This means we have had to deal with grief in the most unusual ways, have had to adapt to new customs in saying goodbye, and forging ahead in this new normal, in many cases, untethered and unsure.
So, believe me when I say I sit in gratitude for having both my parents still with me in this realm, even though the dynamics of our relationships are changing.
I know, at this point, you may be asking, "Sister Maria, what does this have to do with sustainability?
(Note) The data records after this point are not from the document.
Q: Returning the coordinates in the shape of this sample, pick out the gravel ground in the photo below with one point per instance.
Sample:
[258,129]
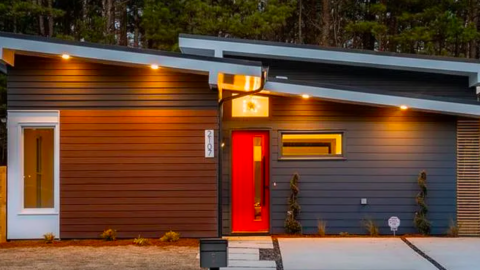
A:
[105,258]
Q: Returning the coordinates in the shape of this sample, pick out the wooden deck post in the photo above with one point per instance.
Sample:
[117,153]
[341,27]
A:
[3,204]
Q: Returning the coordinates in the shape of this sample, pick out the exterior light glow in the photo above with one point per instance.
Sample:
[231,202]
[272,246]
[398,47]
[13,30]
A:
[250,105]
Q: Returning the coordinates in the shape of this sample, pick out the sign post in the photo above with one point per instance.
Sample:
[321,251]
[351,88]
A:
[394,223]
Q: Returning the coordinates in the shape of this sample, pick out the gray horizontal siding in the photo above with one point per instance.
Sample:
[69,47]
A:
[41,83]
[385,151]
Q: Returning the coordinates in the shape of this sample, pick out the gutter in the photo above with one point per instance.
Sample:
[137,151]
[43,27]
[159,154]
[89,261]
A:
[219,143]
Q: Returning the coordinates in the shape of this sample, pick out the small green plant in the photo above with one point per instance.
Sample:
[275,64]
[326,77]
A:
[109,235]
[322,227]
[292,225]
[170,236]
[371,227]
[49,238]
[140,241]
[420,220]
[453,228]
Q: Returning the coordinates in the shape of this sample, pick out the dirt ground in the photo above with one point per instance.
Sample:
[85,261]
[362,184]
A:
[114,258]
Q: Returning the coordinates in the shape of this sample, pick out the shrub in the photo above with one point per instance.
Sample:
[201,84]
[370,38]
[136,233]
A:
[420,220]
[140,241]
[170,236]
[371,227]
[292,225]
[109,235]
[49,238]
[322,227]
[453,229]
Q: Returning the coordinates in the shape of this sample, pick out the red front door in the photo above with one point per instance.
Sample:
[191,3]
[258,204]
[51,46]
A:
[250,196]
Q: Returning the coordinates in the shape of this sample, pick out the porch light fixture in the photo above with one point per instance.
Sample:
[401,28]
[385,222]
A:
[242,83]
[250,105]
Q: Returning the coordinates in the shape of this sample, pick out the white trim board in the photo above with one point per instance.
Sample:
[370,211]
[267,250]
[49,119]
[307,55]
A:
[9,46]
[217,47]
[374,99]
[30,223]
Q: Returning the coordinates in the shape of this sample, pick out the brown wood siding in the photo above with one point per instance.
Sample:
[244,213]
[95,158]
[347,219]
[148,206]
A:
[468,171]
[136,171]
[131,145]
[385,149]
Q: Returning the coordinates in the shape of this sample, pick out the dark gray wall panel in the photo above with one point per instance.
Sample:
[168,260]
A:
[385,150]
[374,79]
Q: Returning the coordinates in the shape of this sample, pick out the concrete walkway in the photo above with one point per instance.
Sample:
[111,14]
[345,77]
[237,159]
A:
[350,254]
[244,253]
[451,253]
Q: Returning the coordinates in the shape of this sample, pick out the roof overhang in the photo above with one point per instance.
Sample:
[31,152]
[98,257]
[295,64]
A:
[213,46]
[12,44]
[375,99]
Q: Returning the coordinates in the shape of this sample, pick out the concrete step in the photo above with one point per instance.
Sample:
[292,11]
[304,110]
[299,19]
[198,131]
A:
[252,264]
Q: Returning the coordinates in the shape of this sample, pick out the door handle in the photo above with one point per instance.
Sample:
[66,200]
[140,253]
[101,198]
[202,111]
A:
[264,180]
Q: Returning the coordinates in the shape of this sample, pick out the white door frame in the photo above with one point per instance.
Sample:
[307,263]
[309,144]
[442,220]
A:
[30,223]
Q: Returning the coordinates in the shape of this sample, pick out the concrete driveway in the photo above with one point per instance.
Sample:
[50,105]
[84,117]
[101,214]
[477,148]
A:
[451,253]
[350,254]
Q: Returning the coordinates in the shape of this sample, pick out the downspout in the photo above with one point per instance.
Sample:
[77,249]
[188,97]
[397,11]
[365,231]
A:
[220,151]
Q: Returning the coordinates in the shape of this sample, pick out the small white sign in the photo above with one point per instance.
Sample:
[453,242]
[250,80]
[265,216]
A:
[209,143]
[394,223]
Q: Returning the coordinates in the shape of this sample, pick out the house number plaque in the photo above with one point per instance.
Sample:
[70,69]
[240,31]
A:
[209,143]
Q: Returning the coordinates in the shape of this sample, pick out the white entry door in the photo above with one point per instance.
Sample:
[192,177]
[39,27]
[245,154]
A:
[33,174]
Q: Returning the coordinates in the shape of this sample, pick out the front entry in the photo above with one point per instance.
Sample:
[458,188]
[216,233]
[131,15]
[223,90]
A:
[250,182]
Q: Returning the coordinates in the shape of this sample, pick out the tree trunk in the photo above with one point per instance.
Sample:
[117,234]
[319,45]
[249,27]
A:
[122,35]
[473,18]
[50,18]
[136,30]
[325,22]
[108,6]
[368,39]
[300,37]
[41,25]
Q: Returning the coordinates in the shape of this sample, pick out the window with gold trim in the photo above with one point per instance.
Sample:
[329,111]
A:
[311,145]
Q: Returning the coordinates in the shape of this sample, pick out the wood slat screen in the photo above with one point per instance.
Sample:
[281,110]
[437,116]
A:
[3,204]
[468,176]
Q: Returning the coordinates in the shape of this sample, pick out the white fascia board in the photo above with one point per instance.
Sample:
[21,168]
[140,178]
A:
[335,57]
[374,99]
[126,57]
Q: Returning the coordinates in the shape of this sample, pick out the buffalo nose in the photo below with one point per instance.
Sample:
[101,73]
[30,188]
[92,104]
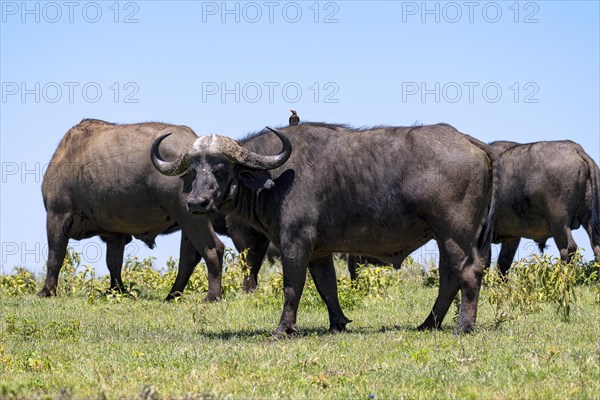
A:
[198,204]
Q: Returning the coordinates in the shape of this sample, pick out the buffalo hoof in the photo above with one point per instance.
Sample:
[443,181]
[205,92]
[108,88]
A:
[339,326]
[211,298]
[284,330]
[45,292]
[425,326]
[462,329]
[250,285]
[120,289]
[172,296]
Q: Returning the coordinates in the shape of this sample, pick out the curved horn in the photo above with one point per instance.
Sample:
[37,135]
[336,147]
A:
[257,161]
[169,168]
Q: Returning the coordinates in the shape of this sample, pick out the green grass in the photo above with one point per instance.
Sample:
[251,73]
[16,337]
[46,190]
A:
[87,343]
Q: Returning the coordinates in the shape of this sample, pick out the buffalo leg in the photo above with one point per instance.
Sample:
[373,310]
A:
[213,255]
[460,268]
[256,243]
[189,257]
[294,261]
[323,273]
[197,232]
[564,241]
[594,239]
[507,255]
[352,265]
[446,293]
[57,249]
[115,247]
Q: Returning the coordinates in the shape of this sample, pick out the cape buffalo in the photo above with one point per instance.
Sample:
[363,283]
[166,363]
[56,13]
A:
[546,189]
[382,192]
[100,182]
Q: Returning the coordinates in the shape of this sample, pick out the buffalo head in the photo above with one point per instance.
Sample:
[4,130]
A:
[215,165]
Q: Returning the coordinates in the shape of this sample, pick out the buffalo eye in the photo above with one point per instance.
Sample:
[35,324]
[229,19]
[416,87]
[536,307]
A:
[220,172]
[190,172]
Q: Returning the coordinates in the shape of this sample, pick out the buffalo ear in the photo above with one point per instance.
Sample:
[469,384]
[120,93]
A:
[256,179]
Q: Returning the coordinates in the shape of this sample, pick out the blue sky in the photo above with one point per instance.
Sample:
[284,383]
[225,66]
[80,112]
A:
[523,71]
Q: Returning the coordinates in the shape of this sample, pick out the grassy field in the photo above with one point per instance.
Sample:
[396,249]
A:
[538,337]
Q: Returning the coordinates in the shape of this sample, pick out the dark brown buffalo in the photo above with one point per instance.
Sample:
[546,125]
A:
[101,182]
[546,189]
[382,192]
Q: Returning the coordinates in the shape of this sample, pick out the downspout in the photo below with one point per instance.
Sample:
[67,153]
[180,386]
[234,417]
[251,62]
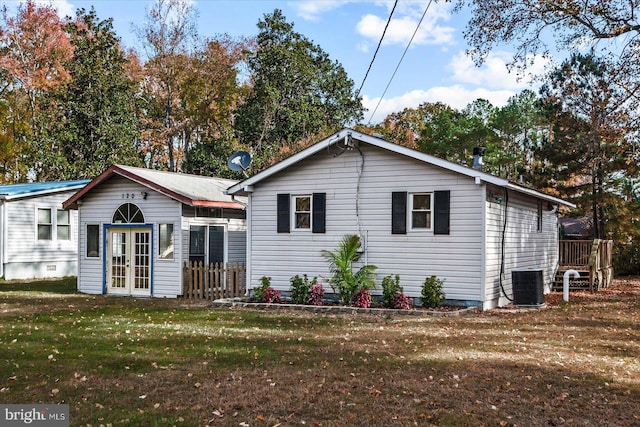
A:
[248,253]
[483,254]
[503,243]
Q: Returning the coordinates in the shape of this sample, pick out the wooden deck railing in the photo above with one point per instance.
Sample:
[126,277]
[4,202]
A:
[213,281]
[592,256]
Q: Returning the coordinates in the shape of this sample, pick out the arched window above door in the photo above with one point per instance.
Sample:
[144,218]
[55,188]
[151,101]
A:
[128,213]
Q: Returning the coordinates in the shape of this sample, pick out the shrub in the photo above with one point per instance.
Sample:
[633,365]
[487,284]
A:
[300,287]
[402,302]
[316,294]
[390,288]
[265,282]
[362,298]
[432,293]
[343,279]
[271,295]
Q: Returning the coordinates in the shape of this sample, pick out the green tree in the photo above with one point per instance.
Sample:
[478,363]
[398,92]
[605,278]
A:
[519,126]
[91,119]
[210,95]
[612,26]
[590,149]
[34,48]
[298,92]
[169,37]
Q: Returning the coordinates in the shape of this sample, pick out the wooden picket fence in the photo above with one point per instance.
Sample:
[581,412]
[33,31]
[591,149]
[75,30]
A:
[213,281]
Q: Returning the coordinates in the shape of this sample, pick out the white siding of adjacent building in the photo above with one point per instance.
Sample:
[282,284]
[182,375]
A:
[98,208]
[24,256]
[364,185]
[525,247]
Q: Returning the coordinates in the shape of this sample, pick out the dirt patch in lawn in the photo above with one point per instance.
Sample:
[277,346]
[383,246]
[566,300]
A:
[123,361]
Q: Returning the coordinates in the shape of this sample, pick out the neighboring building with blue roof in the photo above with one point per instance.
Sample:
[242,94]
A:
[38,238]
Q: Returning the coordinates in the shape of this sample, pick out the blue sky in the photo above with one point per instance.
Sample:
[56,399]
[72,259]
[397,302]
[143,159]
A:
[434,69]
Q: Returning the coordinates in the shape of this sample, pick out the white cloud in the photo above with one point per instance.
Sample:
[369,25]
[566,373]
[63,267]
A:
[311,10]
[456,96]
[494,73]
[404,23]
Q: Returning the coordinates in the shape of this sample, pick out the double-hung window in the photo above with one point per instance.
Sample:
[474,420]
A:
[165,240]
[420,211]
[45,224]
[63,225]
[302,212]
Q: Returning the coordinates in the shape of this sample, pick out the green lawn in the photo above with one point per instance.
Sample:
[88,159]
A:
[137,362]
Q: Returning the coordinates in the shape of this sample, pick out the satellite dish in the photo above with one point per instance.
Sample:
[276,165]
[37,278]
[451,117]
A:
[239,161]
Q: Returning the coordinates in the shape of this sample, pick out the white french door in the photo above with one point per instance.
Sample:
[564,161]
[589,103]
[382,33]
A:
[129,261]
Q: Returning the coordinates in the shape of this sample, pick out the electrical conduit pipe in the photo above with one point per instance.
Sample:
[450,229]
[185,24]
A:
[565,283]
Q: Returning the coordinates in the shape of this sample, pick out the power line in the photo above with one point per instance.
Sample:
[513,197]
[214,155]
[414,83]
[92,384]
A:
[377,48]
[400,62]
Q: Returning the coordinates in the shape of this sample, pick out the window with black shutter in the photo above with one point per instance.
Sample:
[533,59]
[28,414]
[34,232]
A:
[399,212]
[319,212]
[284,223]
[442,212]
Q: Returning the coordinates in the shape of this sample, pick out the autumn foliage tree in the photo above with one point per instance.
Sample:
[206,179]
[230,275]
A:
[34,50]
[297,92]
[91,118]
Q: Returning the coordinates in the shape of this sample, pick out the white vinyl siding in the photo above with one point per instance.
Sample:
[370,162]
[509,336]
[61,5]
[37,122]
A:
[347,180]
[99,206]
[25,256]
[525,246]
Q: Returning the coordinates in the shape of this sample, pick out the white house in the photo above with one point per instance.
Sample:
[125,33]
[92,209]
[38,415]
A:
[417,215]
[38,237]
[137,226]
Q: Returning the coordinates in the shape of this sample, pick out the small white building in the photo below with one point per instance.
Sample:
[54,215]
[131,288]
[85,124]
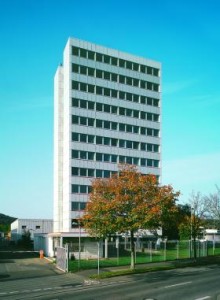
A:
[34,226]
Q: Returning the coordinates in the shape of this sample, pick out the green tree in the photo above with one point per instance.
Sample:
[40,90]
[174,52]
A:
[127,202]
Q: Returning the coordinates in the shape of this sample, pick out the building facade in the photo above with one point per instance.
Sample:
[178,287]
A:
[107,111]
[34,226]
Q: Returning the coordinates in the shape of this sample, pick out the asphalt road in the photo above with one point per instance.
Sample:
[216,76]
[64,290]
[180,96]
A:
[34,278]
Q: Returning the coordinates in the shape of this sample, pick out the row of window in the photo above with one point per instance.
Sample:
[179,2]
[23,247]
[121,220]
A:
[99,173]
[104,157]
[81,189]
[114,109]
[115,77]
[114,126]
[76,205]
[113,142]
[101,91]
[114,61]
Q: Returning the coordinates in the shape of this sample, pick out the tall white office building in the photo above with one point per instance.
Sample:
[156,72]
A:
[107,111]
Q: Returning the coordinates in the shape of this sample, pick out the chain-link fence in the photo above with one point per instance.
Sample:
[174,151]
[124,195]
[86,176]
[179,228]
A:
[117,251]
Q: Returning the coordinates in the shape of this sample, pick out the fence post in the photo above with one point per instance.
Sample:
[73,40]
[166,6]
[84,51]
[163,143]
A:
[177,249]
[165,250]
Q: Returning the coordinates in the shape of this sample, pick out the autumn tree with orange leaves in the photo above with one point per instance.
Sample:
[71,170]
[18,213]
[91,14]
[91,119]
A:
[127,202]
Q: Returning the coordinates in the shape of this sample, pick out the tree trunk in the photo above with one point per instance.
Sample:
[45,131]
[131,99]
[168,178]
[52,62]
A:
[132,251]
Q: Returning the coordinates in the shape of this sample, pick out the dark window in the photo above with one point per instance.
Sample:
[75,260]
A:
[91,72]
[83,87]
[114,61]
[114,158]
[106,141]
[75,154]
[107,92]
[129,65]
[83,70]
[83,172]
[106,75]
[91,88]
[106,157]
[114,142]
[91,105]
[106,124]
[143,130]
[121,63]
[136,129]
[135,98]
[135,145]
[98,73]
[122,143]
[114,93]
[122,79]
[75,188]
[99,173]
[122,95]
[135,161]
[75,51]
[83,189]
[75,68]
[107,174]
[75,102]
[143,100]
[83,53]
[143,115]
[91,55]
[107,108]
[75,137]
[83,154]
[83,121]
[143,146]
[91,173]
[75,171]
[135,66]
[99,140]
[106,59]
[114,77]
[129,80]
[91,122]
[121,111]
[129,96]
[136,113]
[143,69]
[114,125]
[143,162]
[99,123]
[99,90]
[149,70]
[135,82]
[122,159]
[99,156]
[99,57]
[91,155]
[75,120]
[83,138]
[150,131]
[91,138]
[75,85]
[128,128]
[74,223]
[99,106]
[129,144]
[121,127]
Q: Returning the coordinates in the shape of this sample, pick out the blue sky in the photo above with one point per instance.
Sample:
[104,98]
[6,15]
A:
[183,35]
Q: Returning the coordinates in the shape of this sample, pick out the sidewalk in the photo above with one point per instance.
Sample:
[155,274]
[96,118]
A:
[85,274]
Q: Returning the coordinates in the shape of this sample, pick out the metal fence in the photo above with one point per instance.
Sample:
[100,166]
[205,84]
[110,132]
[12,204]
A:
[145,251]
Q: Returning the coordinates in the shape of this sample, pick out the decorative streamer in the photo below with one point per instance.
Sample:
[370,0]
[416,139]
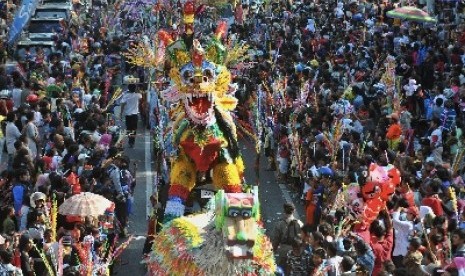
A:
[53,218]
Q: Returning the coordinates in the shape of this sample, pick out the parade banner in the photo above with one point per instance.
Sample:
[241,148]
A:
[21,19]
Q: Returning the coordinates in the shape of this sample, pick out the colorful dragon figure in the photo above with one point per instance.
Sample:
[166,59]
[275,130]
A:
[203,130]
[226,240]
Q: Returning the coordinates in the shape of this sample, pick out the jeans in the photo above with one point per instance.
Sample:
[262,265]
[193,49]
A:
[131,127]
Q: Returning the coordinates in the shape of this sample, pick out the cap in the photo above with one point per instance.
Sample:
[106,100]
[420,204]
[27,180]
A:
[412,210]
[289,208]
[67,240]
[393,116]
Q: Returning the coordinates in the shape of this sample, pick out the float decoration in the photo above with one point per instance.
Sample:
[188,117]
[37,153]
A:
[225,240]
[228,238]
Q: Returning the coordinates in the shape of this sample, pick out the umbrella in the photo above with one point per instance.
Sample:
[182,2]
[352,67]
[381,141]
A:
[85,204]
[411,14]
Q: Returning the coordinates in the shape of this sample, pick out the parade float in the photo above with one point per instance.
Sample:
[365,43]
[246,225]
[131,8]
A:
[227,237]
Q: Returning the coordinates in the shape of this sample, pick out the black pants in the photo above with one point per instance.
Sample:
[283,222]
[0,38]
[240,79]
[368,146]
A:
[131,127]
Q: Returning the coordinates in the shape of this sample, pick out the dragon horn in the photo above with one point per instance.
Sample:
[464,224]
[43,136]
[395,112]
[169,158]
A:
[165,37]
[221,29]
Being green?"
Well, the very foundation of what I do and why I do it is because of relationships—my relationship with the Planet and my relationships with the people around me.
The relationship that is shaping much of what my life is going to look like for the foreseeable future is the relationship with my mother.
Reaching in the past, at how my mother parented me, and how she showed up in the world independent of who she was to me, my siblings, and her spouse is intriguing.
She made it to the University of MD Eastern Shore, A Historically Black College & University, on a tennis scholarship.
Mrs. Bea, played the hell out of some tennis. She would be on one side of the court playing against all three of her children, and we would be losing! HA!
This is a woman who married well into her 20's; she was the last among the five daughters of Bertha McBride to marry and have children even though she was not the youngest.
Something in my spirit leads me to believe my mother probably would have never married if she was born during another era.
I could be wrong, that has been known to happen from time to time.
Watching her as I grew up, I knew my mother was different, not just because my friends would tell me, but mostly because of how she reacted to people's reactions to her.
If unbothered was a person.
She did not dress like other mothers.
She did not interact with my father as I saw other women.
She did not parent like other parents.
She was really paving the way for her daughters to know what it looks like to show up in this world FREE.
A world that doesn't reverence the womb that bore it. A world that sees women as second-class citizens and black women as even less, as chattel.
Every step that my mother took or didn't take has given me the esteem I needed to confidently walk into spaces where no one else looks like me.
Every lesson my mother instilled in me has given me the love I needed to confidently say in these spaces I should not be the only one here who looks like me.
Every time my mother volunteered in our community to make it better than she found, it gave me the blueprint I needed to confidently embark upon the task of bringing some people who look like me with me!
My mother's example is the reservoir upon which I draw when I get tired in this work.
My mother's voice is what I hear when I want to give up.
My mother is more than just the reason I exist, but she is why and how I live.
Out loud, unapologetically black, and with the knowledge, that servant is not a dirty word but one of the best possible titles to ever be called.
Henrietta Cornelius Milburn Coward is the relationship I hold dearest to my heart; it has made and is making me who I am. She, my mother, is who I am honoring in my musings today, this day, and every day as she is the EPITOME of being as black as coal.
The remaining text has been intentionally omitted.